Definition:
OREDA is an industry-maintained reliability database owned and governed by the OREDA Joint Industry Project (JIP), a consortium of companies primarily from the offshore oil and gas sector. It provides failure rate and failure mode data for equipment used mainly in offshore applications. OREDA is referenced in reliability engineering, maintenance planning, and functional safety activities—especially when estimating failure rates for mechanical and process equipment where manufacturer data is limited or inconsistent.
Access to OREDA data depends on participation level. Member companies contribute field failure data and receive full access to the detailed database, handbooks, and analytical tools. Non-members can access selected publications and datasets, typically at a higher cost and with reduced detail.
In the context of IEC 61511 work, OREDA is used as a source of generic mechanical failure rate data, applied with appropriate engineering judgment.
Importantly, OREDA does not replace vendor-specific FMEDA data for sensors, logic solvers, or certified final elements. Where high-quality, device-specific FMEDA data exists, that data is generally preferred for SIL verification.
From a certification and justification perspective, OREDA supports prior use and analytical approaches (e.g., Route 2H) by providing credible, industry-wide failure rate benchmarks. It does not, by itself, satisfy proven in use (PIU) (Route 2S), which requires device-specific operational history, but it may be used alongside that data as part of a broader justification.
Key Points:
- OREDA is a structured reliability database developed and maintained by the joint group of companies, based on real field failure data.
- OREDA has failure rates, failure modes, and distributions
- Typically used for prior use arguments, can support credibility to a PIU argument
- How it’s used in functional safety:
- Used when vendor FMEDA data is unavailable or unsuitable
- As an input for failure rate assumptions in SIL verification
- Often applied to final elements and mechanical components
- Important limitations:
- Data is not device-specific; it is based on equipment classes, sub-categories, and service conditions, not model numbers.
- Collected primarily from offshore environments—may not represent other services
- Requires careful justification and conservatism when applied to IEC 61511 SIS calculations
- OREDA is used by different entities in the FuSa lifecycle
- Used by facility engineers: To support prior use justifications and failure rate assumptions in SIL verification when device-specific data is unavailable
- Used by manufacturers and certification bodies: As an input to FMEDA and failure rate modeling to support SIL capability justification (e.g., analytical approaches such as Route 2H)
- As more SIL-certified components become available, reliance on OREDA has decreased and is expected to continue decreasing for many SIS applications, in the opinion of many practitioners, though it remains relevant where device-specific data is unavailable or not representative.
Example:
Example 1 – When OREDA is Useful
A SIL 2 SIF includes a pneumatically actuated final element.
- The valve the facility desires is not SIL certified
- The engineer selects an OREDA failure rate for a comparable valve type and service class.

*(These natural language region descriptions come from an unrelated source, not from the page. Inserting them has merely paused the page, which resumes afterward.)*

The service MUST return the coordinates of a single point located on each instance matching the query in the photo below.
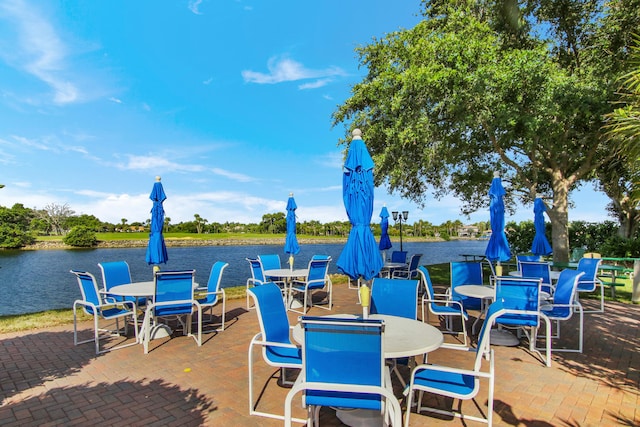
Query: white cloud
(232, 175)
(32, 143)
(42, 52)
(315, 85)
(157, 163)
(286, 70)
(194, 5)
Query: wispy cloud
(34, 143)
(232, 175)
(315, 85)
(194, 5)
(157, 163)
(287, 70)
(42, 52)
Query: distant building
(468, 231)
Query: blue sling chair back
(274, 338)
(98, 306)
(343, 366)
(538, 270)
(441, 306)
(563, 306)
(317, 279)
(211, 296)
(457, 383)
(589, 281)
(173, 298)
(466, 273)
(521, 298)
(116, 273)
(395, 297)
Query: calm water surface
(32, 281)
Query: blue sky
(229, 101)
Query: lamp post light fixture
(400, 216)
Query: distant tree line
(20, 226)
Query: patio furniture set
(344, 360)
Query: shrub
(81, 236)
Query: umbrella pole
(365, 294)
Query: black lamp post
(400, 216)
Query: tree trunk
(559, 216)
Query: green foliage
(477, 87)
(618, 247)
(84, 220)
(14, 226)
(592, 236)
(520, 236)
(81, 236)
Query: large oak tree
(479, 85)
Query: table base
(503, 338)
(360, 417)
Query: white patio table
(288, 275)
(142, 290)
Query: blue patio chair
(410, 271)
(527, 258)
(99, 307)
(395, 297)
(317, 279)
(538, 270)
(211, 296)
(116, 273)
(457, 383)
(442, 306)
(564, 305)
(270, 262)
(466, 273)
(521, 298)
(173, 298)
(589, 281)
(258, 278)
(399, 256)
(274, 338)
(343, 367)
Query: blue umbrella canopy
(291, 245)
(540, 245)
(385, 241)
(157, 250)
(360, 256)
(498, 247)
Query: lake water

- Conservative assumptions are applied (e.g., worst-case failure mode selection).
- The selected OREDA data source, edition, and rationale are documented in the SIL calculation
- This is a prior use (generic data) approach consistent IEC 61511-1 §11.5.3; certification body involvement is not required to justify the device’s use in a SIF.
Example 2 – When OREDA Is Not Necessary
A SIL 2 pressure protection SIF uses a pressure transmitter and an ON/OFF valve, both are SIL certified. The SIL Certificate (with FMEDA data) has all the information needed. OREDA is unnecessary. Perhaps it was used as some justification by the Certification Body, but in the end that is not relevant to the facility FuSa engineer.
Example 3 – Manufacturer + CB using OREDA
A manufacturer is seeking SIL certification for a shutdown valve but lacks sufficient device-specific failure data. They use OREDA failure rates for comparable valve types as inputs to their FMEDA. The certification body reviews the data selection, assumptions, and applicability to ensure the failure rate justification is appropriate and conservative.